Conditions on the ships were unsanitary because of a lack of facilities, he said.
These conditions were a breeding-ground for disease, he said, and the crew of the ships often threw people who were sick, dead or dying overboard. Sharks even learned to follow the ships along the Middle Passage — the route from Africa to the Americas — because of the constant food supply.
The crew of slave ships, he said, were the dregs of the maritime business, often abusing the passengers. The abolition of the trade was not seen as a loss among legitimate sailors, he said.
The trading of human cargo was replaced with the opening of new markets, especially in Asian countries like India and China, Buitron said. Ivory from India and silks from China quickly filled in as a replacement for the maritime business.
Consequently, Buitron said, opium was introduced to China and the specter of alleged opium-addicted Chinese laborers was used as propaganda to exclude them from American citizenship decades later.
The slave trade in Europe began with Portugal in the 1490s because of the number of explorers from there, he said.
Portuguese traders often took slaves to Brazil and the Caribbean islands.
Brazil ended the slave trade in the 1850s, and Caribbean nations, such as Cuba, ended the trade about a decade later.
Buitron said the harsh conditions for slaves in the Caribbean contributed to the continuation of the slave trade well after America and Europe ended the trade and slavery as a practice.
Slaves were often worked to death in the Caribbean and the abundance of poisonous animals meant slaves died at a faster rate than in America and Europe.
Because slaves died so frequently, the continuing importation of people from Africa was justified as being a way to replenish their source of slave labor, Buitron said.
As a result of the continued slave trade in the Caribbean and Latin America, blacks constituted large percentages of the population in many countries, he said.

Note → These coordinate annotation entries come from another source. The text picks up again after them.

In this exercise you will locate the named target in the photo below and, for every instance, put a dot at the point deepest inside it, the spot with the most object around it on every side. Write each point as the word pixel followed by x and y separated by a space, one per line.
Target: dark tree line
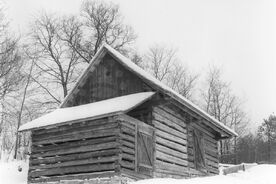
pixel 259 148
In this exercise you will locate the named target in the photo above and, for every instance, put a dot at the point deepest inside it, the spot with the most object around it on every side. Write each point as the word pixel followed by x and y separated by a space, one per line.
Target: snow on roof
pixel 149 78
pixel 92 110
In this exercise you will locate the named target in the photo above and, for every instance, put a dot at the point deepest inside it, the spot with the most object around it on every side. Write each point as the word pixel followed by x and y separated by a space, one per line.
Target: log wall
pixel 174 144
pixel 210 148
pixel 77 151
pixel 171 158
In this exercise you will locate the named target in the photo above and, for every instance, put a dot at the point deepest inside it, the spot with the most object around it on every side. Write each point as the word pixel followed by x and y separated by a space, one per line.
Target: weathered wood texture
pixel 108 80
pixel 175 146
pixel 209 145
pixel 78 151
pixel 171 159
pixel 136 158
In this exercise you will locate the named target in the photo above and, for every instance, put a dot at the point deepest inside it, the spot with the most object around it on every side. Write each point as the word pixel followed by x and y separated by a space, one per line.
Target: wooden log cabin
pixel 120 124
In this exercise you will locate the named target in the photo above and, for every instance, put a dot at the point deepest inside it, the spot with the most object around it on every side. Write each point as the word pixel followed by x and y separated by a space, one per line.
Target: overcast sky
pixel 237 35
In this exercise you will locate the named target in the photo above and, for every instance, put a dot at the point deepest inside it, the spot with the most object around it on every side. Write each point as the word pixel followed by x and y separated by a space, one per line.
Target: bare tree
pixel 159 60
pixel 56 62
pixel 100 22
pixel 220 102
pixel 162 62
pixel 267 130
pixel 181 80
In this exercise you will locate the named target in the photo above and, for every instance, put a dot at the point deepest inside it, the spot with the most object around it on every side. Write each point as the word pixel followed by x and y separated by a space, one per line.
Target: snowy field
pixel 9 173
pixel 260 174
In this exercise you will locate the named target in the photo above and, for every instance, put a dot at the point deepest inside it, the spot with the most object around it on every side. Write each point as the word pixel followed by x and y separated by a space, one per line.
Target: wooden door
pixel 145 149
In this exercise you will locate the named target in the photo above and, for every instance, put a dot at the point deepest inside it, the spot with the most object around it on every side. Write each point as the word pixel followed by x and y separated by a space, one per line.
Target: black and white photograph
pixel 137 91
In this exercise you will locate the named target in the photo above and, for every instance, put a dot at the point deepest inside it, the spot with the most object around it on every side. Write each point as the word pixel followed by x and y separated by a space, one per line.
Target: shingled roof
pixel 150 80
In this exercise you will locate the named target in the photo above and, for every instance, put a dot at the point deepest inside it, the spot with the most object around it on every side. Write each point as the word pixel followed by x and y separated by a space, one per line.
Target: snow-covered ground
pixel 260 174
pixel 9 172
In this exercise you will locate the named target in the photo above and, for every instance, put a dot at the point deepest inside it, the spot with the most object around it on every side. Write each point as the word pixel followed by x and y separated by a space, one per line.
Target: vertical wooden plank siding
pixel 210 148
pixel 108 80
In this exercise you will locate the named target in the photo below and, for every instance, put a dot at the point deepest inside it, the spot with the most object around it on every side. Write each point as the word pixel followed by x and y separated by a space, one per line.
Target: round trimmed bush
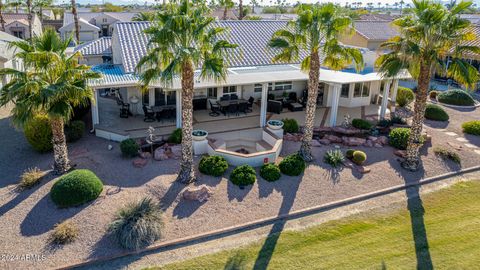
pixel 471 127
pixel 398 138
pixel 456 97
pixel 176 136
pixel 404 96
pixel 243 175
pixel 292 165
pixel 361 124
pixel 349 153
pixel 359 157
pixel 38 133
pixel 76 188
pixel 270 172
pixel 129 148
pixel 290 125
pixel 436 113
pixel 213 165
pixel 74 130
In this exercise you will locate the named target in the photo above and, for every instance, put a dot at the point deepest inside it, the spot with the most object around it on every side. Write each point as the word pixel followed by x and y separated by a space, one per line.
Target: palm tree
pixel 2 21
pixel 183 39
pixel 317 29
pixel 52 83
pixel 226 5
pixel 75 20
pixel 428 34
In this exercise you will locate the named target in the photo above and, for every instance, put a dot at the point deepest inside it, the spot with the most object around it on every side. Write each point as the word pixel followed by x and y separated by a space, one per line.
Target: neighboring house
pixel 96 52
pixel 7 59
pixel 370 34
pixel 93 24
pixel 16 24
pixel 251 73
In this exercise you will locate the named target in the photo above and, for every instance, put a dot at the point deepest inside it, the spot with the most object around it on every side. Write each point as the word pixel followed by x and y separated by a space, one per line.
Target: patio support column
pixel 335 98
pixel 386 92
pixel 394 94
pixel 263 105
pixel 178 101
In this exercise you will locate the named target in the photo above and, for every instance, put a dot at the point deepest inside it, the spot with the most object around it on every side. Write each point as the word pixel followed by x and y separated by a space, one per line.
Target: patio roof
pixel 114 76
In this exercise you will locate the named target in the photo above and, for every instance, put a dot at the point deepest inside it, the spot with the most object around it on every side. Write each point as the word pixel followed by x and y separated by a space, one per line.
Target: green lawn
pixel 450 221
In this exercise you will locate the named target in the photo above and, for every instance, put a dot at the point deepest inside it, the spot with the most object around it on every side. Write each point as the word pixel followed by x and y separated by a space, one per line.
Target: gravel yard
pixel 28 217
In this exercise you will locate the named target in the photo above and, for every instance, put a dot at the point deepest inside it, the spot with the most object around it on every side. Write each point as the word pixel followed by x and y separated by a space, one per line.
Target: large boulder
pixel 200 193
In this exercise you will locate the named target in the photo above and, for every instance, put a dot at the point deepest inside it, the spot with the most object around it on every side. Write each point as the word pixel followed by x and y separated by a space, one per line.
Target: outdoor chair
pixel 149 114
pixel 232 109
pixel 243 107
pixel 214 109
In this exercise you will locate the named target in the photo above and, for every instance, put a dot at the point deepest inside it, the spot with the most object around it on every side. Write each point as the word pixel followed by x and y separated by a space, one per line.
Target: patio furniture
pixel 214 109
pixel 232 109
pixel 274 106
pixel 295 107
pixel 149 114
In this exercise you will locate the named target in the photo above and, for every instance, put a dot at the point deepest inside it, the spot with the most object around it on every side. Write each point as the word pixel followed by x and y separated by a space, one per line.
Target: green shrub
pixel 445 153
pixel 359 157
pixel 64 233
pixel 398 138
pixel 471 127
pixel 213 165
pixel 39 133
pixel 435 112
pixel 292 165
pixel 76 188
pixel 334 157
pixel 349 153
pixel 74 130
pixel 129 147
pixel 270 172
pixel 290 125
pixel 176 136
pixel 361 124
pixel 404 96
pixel 31 177
pixel 138 224
pixel 456 97
pixel 243 175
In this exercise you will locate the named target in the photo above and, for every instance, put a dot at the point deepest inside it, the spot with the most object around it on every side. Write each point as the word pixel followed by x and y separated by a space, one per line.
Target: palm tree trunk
pixel 187 172
pixel 2 21
pixel 412 160
pixel 30 18
pixel 75 19
pixel 61 164
pixel 313 78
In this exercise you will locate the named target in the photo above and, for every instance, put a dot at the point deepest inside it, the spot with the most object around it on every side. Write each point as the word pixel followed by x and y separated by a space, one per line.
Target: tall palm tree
pixel 182 39
pixel 52 83
pixel 226 5
pixel 428 34
pixel 317 30
pixel 75 20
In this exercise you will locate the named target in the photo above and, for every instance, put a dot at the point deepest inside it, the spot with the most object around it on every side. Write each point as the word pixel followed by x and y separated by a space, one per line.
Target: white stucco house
pixel 93 24
pixel 251 74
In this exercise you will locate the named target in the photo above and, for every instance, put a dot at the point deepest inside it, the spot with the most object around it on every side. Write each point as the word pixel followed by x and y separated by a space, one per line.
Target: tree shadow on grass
pixel 419 231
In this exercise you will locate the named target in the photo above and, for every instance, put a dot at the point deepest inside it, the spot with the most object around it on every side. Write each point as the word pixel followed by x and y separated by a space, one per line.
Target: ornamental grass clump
pixel 138 224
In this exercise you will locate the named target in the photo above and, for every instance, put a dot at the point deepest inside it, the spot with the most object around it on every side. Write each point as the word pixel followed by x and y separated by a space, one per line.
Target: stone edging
pixel 477 104
pixel 189 240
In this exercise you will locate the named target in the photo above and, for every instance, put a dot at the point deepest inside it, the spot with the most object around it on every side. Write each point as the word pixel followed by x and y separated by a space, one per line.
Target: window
pixel 357 91
pixel 257 88
pixel 345 90
pixel 229 89
pixel 366 89
pixel 212 92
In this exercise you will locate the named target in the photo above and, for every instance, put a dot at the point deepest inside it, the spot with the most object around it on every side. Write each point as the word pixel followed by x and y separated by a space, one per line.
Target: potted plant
pixel 275 124
pixel 199 134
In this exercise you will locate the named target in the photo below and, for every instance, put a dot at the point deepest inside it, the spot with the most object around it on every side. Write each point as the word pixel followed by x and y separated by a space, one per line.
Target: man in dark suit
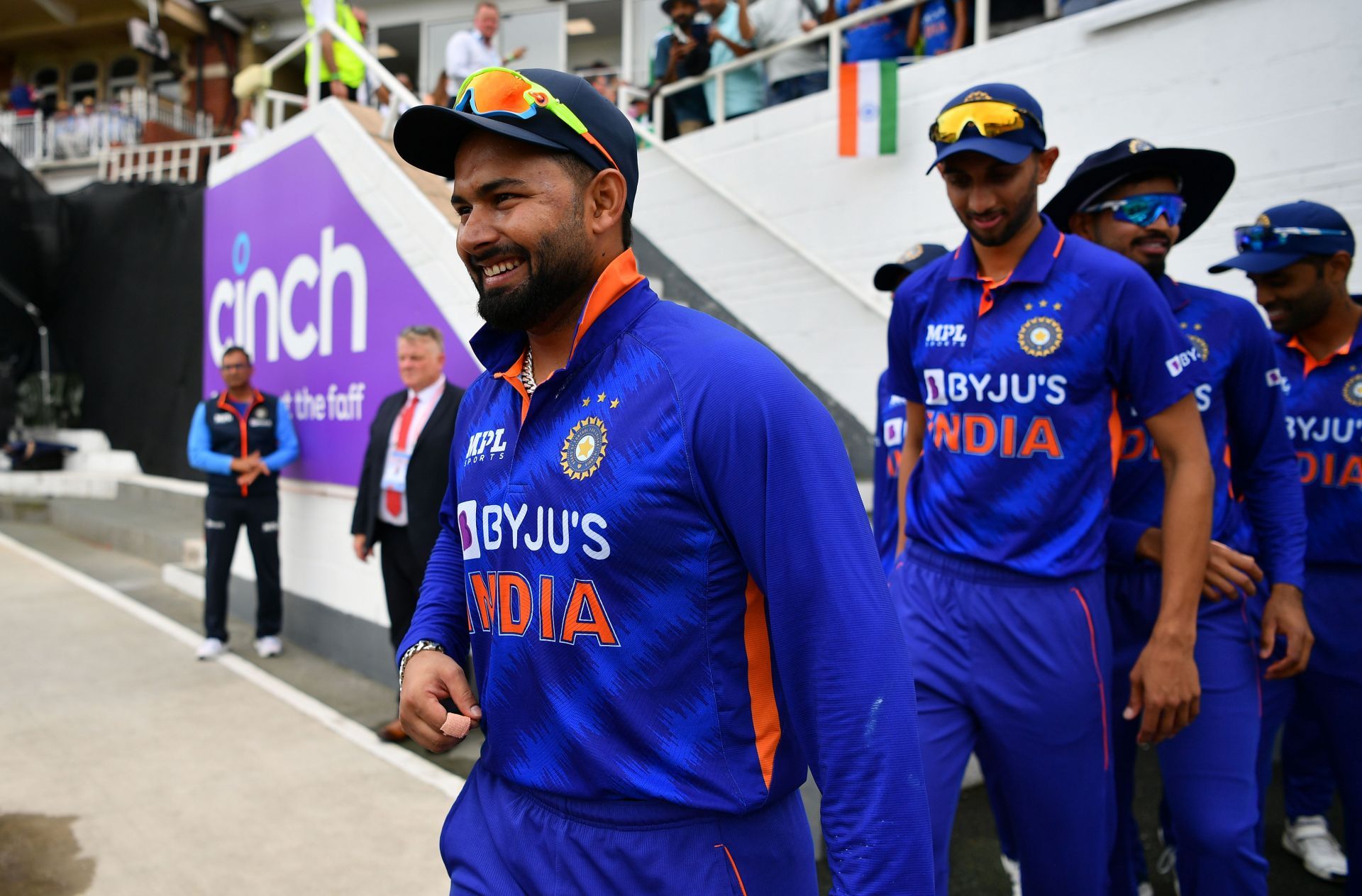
pixel 406 470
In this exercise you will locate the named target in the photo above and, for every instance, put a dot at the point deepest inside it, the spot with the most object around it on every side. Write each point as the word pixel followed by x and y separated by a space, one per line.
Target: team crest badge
pixel 1353 391
pixel 1203 349
pixel 1041 337
pixel 583 448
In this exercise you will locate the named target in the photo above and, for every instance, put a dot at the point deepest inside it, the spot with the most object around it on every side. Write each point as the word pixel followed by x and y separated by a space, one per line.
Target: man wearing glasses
pixel 1298 258
pixel 1141 201
pixel 1009 353
pixel 241 438
pixel 661 598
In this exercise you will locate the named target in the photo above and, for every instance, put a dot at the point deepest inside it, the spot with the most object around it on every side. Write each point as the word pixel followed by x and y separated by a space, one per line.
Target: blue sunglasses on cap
pixel 1146 209
pixel 1264 238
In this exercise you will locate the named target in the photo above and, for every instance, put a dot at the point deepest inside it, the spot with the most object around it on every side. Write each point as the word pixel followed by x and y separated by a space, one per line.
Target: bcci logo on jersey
pixel 1353 391
pixel 583 448
pixel 1041 337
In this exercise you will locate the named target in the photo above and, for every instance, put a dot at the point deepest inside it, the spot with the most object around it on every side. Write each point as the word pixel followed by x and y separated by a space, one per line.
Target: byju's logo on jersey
pixel 469 530
pixel 935 380
pixel 1181 361
pixel 892 433
pixel 1041 337
pixel 1353 391
pixel 583 448
pixel 947 336
pixel 489 443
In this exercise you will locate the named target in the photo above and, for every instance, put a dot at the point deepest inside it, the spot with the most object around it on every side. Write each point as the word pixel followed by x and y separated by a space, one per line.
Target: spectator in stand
pixel 744 87
pixel 885 37
pixel 22 97
pixel 681 52
pixel 796 72
pixel 338 68
pixel 940 25
pixel 472 50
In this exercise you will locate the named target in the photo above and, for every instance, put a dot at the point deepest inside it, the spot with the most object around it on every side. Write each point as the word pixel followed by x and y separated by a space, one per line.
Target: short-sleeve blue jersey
pixel 664 564
pixel 1019 382
pixel 1245 428
pixel 888 453
pixel 1324 420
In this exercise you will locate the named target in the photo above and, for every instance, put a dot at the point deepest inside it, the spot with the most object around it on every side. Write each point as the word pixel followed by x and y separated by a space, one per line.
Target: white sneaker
pixel 269 646
pixel 1310 841
pixel 1014 870
pixel 211 647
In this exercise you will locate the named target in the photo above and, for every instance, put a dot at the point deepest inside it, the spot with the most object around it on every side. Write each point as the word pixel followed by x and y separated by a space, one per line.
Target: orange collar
pixel 1311 363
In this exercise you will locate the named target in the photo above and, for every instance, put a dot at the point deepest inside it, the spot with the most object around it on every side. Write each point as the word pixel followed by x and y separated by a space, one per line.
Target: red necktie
pixel 404 428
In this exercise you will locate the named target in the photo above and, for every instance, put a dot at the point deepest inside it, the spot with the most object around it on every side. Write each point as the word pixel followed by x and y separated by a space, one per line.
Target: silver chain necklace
pixel 528 372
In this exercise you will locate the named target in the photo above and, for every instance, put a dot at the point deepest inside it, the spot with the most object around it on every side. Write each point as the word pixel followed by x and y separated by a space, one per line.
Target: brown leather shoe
pixel 392 731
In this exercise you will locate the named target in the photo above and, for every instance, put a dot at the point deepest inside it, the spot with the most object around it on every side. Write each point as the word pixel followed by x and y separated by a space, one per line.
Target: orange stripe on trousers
pixel 766 718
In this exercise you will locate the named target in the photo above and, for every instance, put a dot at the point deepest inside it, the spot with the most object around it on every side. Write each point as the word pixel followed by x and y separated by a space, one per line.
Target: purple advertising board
pixel 296 272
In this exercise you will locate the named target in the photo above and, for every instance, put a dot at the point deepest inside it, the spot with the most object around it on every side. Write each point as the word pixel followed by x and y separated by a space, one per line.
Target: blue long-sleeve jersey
pixel 204 458
pixel 670 586
pixel 1243 411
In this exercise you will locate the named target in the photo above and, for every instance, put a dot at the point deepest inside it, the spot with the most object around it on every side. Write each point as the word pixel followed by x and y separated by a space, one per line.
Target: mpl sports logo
pixel 1181 361
pixel 484 446
pixel 947 336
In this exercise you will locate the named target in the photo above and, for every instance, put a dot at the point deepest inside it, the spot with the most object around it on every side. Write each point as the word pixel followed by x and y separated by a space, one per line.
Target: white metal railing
pixel 272 104
pixel 176 162
pixel 830 32
pixel 86 133
pixel 759 219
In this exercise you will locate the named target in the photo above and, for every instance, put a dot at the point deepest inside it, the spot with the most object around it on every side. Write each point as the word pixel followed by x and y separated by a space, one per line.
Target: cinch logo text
pixel 506 604
pixel 243 297
pixel 985 435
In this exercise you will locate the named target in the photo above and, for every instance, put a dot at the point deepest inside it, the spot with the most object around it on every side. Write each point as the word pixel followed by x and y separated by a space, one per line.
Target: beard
pixel 1019 219
pixel 558 271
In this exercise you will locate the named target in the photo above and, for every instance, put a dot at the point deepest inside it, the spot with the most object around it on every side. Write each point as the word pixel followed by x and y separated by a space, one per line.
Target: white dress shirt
pixel 426 399
pixel 466 53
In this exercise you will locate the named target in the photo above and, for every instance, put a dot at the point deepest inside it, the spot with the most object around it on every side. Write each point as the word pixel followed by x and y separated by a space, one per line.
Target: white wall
pixel 1275 84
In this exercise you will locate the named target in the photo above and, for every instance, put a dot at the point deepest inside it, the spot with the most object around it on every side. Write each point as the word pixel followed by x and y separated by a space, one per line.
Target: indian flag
pixel 869 108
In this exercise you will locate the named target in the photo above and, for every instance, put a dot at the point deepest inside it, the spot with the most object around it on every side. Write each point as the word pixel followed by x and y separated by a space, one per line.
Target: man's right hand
pixel 429 678
pixel 245 465
pixel 1227 571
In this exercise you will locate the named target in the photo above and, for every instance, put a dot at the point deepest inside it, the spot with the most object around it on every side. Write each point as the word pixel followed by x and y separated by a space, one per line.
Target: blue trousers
pixel 1017 668
pixel 502 839
pixel 1327 696
pixel 1209 768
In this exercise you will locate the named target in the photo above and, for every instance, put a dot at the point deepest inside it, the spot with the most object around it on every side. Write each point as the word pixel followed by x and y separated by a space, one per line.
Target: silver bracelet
pixel 411 651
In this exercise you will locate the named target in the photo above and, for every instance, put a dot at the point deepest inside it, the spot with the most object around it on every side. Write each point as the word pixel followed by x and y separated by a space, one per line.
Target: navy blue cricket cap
pixel 1300 247
pixel 1009 148
pixel 917 258
pixel 428 136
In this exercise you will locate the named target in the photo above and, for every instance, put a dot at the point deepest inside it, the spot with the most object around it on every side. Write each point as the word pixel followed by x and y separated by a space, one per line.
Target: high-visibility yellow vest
pixel 349 68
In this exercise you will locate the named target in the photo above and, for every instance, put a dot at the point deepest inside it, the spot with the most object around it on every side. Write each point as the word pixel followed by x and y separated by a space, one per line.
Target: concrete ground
pixel 143 771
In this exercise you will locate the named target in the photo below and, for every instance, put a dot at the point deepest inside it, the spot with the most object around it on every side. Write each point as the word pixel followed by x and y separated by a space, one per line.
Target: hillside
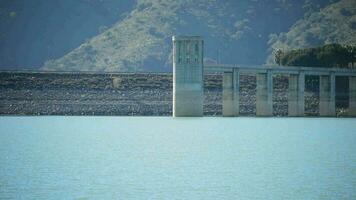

In fact, Brazil has a black population of 6.2 percent and a biracial population of 38.5 percent; 51 percent of the Cuban population is biracial and 11 percent is black.
In states like South Carolina and Louisiana, blacks made up a majority of the population after slavery was abolished, Buitron said.
Slavery was ended in Cuba in 1886 and Brazil in 1888.
“Of course, Brazil was a huge consumer of slaves because of the sugar and the mines,” Keller said.
Britain abolished slavery in 1833 and paid planters 20 million pounds in compensation — more than $800 million today.
She said it is important to stress that “in the United States, it takes a war” to end slavery. “It’s the only place where it takes a war.”
The cotton growers and the powerful textile industry that depended on cotton were the main obstacles in ending slavery, he said.
The legacy of slavery, Jim Crow and segregation is still something that America has to work through, he said.
The historical contradiction exists of America as a culture synonymous with freedom and equality and a people who practiced such brutality and inhumanity, he said.
The Founding Fathers were slave owners, and John Locke, famous for his writings and philosophy on liberty, was a shareholder in the Royal Africa Company, which profited from the slave trade.
The 13th, 14th and 15th Amendments to the Constitution and civil rights legislation were all measures to enfranchise African-Americans.
Human trafficking, however, still takes place today, Buitron noted. People are used as sex and labor slaves even today, even in this country.